St Olave Hart Street
The early Livery Companies had strong religious connections. They were often closely associated with their local parish church or religious house and sometimes had their own private chantry chapel, in which the Company prayed for the souls of deceased members.
Chantries were dissolved by King Edward VI, though The Clothworkers' Company was too recent a foundation to have been much affected. The religious dimension, however, continued, with many of the Company’s Trusts being associated with sermons or charitable distributions in churches in London and elsewhere.
Until the 20th century, the parish church of The Clothworkers' Company was St Dunstan-in-the-East, although Company masses were often held at the Chapel of St James in the Wall, Monkwell Street, bequeathed by William Lambe in 1568. St Dunstan’s was destroyed by bombing in 1941 and is now a garden-filled shell.
Parochial reorganisation placed Clothworkers' Hall in the parish of St Olave, Hart Street.

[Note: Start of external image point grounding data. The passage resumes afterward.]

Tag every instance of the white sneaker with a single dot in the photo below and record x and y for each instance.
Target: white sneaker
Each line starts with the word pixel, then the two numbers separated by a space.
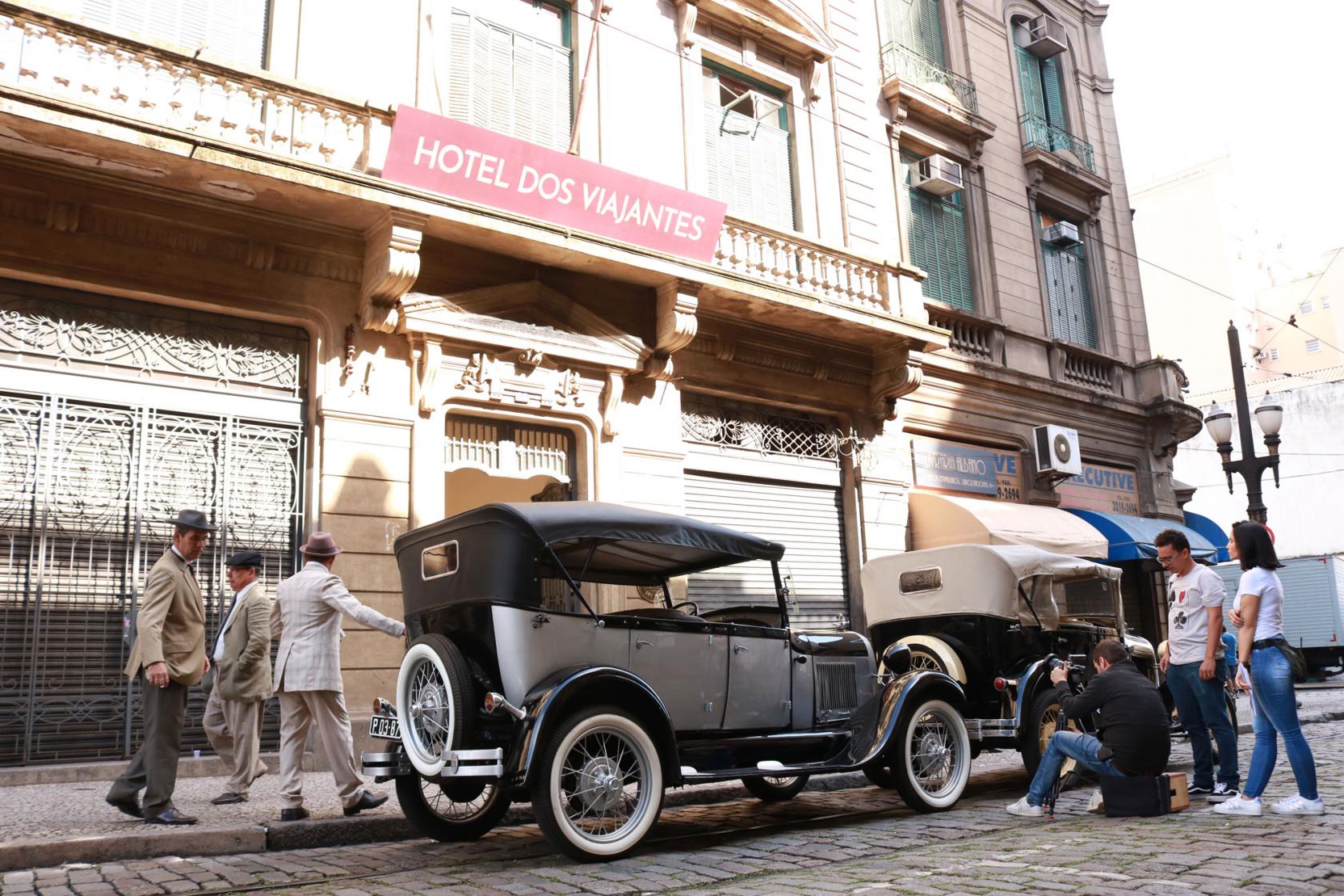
pixel 1298 805
pixel 1239 806
pixel 1025 809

This church was also damaged in the war but was rebuilt in the same form, making it now the smallest of the City's intact medieval churches.
It is particularly appropriate that The Clothworkers' Company should now be associated with St Olave's, whose rector is the Company Chaplain, because it was the parish church of Samuel Pepys, Master 1677-8.
The Company holds two services at St Olave’s each year – the Election Service in June and a Carol Service on St Thomas’ Eve in December, and supports the Church through annual grants towards maintenance of the fabric.